Un rellano sin vida, yo solo ante el ascensor. El timbre que avisa de su llegada a planta y una hermosa visión.
Mi vecina, bonita donde las haya, simpática, siempre de buen humor, pero mi osadía no alcanza a decirlo a viva voz.
Se conforma con un tímido "Buenos días", mientras ella me mira, como escrutando mi interior.
"Los corazones no deberían ser de asfalto" susurra a mi paso. Allí termina mi excursión.
Un terrible picor se apodera de mi pecho, revisó mi viejo y yermo asfalto,esperando encontrar alguna hierba.
Ansioso e ilusionado, pero...,¿dónde está mi asfalto y quién puso ahí esa selva?

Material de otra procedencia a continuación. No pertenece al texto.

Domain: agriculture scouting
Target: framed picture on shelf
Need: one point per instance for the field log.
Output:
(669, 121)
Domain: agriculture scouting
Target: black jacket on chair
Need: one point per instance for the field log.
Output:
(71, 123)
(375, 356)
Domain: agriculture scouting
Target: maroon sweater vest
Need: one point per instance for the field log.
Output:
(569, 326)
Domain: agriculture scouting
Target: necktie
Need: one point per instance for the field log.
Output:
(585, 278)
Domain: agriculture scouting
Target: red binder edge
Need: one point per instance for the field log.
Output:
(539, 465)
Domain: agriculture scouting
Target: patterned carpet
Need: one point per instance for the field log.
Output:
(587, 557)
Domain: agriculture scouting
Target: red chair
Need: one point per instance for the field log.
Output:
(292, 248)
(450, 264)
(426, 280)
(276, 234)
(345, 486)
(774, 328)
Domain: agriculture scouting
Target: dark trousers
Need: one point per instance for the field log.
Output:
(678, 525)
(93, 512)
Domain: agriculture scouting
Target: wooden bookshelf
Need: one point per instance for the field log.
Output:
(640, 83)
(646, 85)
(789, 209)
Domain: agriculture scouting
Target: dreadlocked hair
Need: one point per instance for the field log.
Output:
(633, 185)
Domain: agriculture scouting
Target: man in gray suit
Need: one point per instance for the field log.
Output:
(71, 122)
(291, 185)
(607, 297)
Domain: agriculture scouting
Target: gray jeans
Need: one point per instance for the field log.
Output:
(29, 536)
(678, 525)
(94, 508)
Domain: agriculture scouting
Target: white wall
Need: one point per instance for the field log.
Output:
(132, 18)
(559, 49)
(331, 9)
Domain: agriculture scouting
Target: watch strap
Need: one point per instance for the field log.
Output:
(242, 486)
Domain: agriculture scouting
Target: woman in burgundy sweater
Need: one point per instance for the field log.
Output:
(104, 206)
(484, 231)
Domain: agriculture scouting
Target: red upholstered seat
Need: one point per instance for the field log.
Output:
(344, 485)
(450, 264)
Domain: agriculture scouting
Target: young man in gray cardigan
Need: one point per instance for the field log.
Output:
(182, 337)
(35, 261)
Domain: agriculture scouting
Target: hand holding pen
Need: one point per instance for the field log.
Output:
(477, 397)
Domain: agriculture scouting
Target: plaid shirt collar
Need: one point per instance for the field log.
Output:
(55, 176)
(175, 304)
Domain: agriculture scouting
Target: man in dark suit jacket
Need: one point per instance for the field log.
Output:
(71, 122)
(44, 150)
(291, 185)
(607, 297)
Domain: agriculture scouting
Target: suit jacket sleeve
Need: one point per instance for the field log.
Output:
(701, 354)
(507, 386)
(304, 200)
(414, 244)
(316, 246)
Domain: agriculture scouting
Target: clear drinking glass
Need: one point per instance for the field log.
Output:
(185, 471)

domingo, 31 de mayo de 2015

Frío y calculador

Estaba aterrada.
Lo escuchaba en la habitación de al lado, su arrastre de pies indicaba que se había levantado de la cama. 
Los pasos se acercaban, perezosos, sin prisa, el monstruo sabía que ella no podía huir y a pesar de eso, su avance era sigiloso.
Ella sabía de sus intenciones, se alimentaría de ella y no podía hacer nada. A su vez, él no pararía hasta vaciarla del todo.
La luz se encendió, él la miró con los ojos entrecerrados.
Allí estaba, arrinconada en una esquina, indefensa e inmóvil, blanca como el papel.
No necesitaba ningún arma, con sus propias manos le abrió la barriga en dos.
Se tomó un par de segundos en observar su interior, hasta alargar su mano y tomar el objeto de su deseo, algo con lo que saciar su apetito.
El terrible monstruo miró su mano apesadumbrado y pensativo.
"Solo un yogur, mañana tengo que ir a la compra" dijo para sí, mientras cerraba de nuevo la nevera.